1. **Enhanced Medical Literature Review**
   * Application: Assist medical researchers in quickly finding relevant information from vast medical literature.
   * Commercial Idea: Develop a subscription-based platform for healthcare professionals and researchers, offering rapid, accurate insights from medical journals and clinical trial data.
2. **Legal Document Analysis**
   * Application: Improve efficiency in legal research and case preparation.
   * Commercial Idea: Create a RAFT-powered legal assistant tool for law firms, offering faster contract analysis, case law research, and legal precedent identification.
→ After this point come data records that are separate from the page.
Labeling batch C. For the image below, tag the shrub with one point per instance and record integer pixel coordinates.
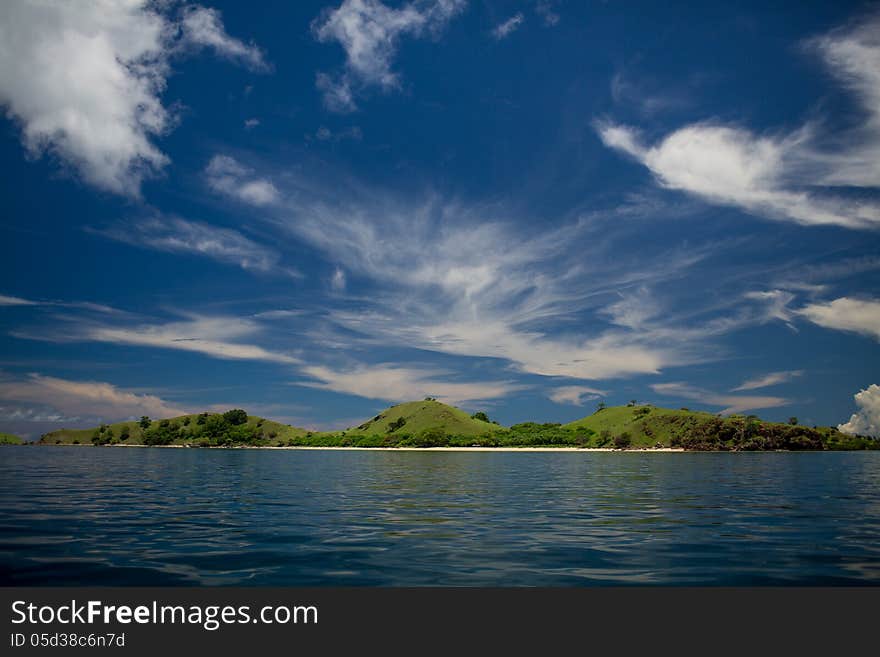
(397, 424)
(429, 438)
(235, 416)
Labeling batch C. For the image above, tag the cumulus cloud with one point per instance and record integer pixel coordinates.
(369, 32)
(83, 81)
(337, 280)
(176, 235)
(846, 314)
(78, 398)
(780, 176)
(731, 403)
(732, 166)
(767, 380)
(574, 395)
(508, 27)
(547, 11)
(395, 383)
(866, 422)
(202, 26)
(227, 176)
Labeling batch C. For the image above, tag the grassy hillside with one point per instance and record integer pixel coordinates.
(648, 426)
(416, 417)
(9, 439)
(204, 429)
(432, 424)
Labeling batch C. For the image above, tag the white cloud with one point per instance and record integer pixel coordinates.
(767, 380)
(574, 395)
(546, 10)
(227, 176)
(369, 32)
(78, 398)
(395, 383)
(866, 421)
(337, 281)
(781, 176)
(846, 314)
(508, 27)
(732, 166)
(203, 27)
(175, 235)
(16, 301)
(83, 81)
(461, 285)
(325, 134)
(731, 403)
(212, 336)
3. **Intelligent Technical Support Systems**
   * Application: Enhance customer support in technical fields (e.g., software, electronics).
   * Commercial Idea: Develop an AI-powered technical support platform that can accurately answer complex product-specific queries by referencing vast product documentation and user manuals.
4. **Personalised Educational Assistant**
   * Application: Provide tailored explanations and answers across various academic subjects.
   * Commercial Idea: Create an adaptive learning platform that uses RAFT to offer personalised tutoring and homework assistance, drawing from textbooks and educational resources.
5. **Financial Analysis and Research Tool**
   * Application: Assist in financial research, market analysis, and investment decisions.
   * Commercial Idea: Develop a RAFT-based financial assistant for investment firms and individual investors, offering insights from financial reports, market data, and news articles.
6. **Enhanced Content Management Systems**
   * Application: Improve content creation and curation in large organizations.
   * Commercial Idea: Create an intelligent content management system that can answer queries about internal documents, policies, and procedures, aiding in knowledge management and employee onboarding.
7. **Sophisticated Customer Service Chatbots**
   * Application: Enhance customer service with more accurate and context-aware responses.
   * Commercial Idea: Offer a RAFT-powered chatbot service that can handle complex customer inquiries by referencing extensive product catalogs, FAQs, and policy documents.
8. **Scientific Literature Assistant**
   * Application: Aid researchers in navigating and synthesizing information from scientific papers.
   * Commercial Idea: Develop a research tool for academic institutions and R\&D departments that can answer complex scientific questions by analyzing and synthesising information from multiple research papers.
9. **Intelligent Documentation for Software Development**
   * Application: Improve code documentation and API understanding for developers.
   * Commercial Idea: Create a RAFT-based coding assistant that can answer queries about complex codebases, APIs, and frameworks by referencing extensive documentation and code repositories.
10. **Regulatory Compliance Assistant**
    * Application: Help businesses navigate complex regulatory environments.
    * Commercial Idea: Develop a compliance tool for industries with strict regulations (e.g., finance, healthcare), offering up-to-date guidance on regulatory requirements by analyzing vast amounts of legal and regulatory documents.

These applications leverage RAFT's ability to process domain-specific information accurately and its robustness in handling varying amounts of context, making it valuable across diverse industries and use cases.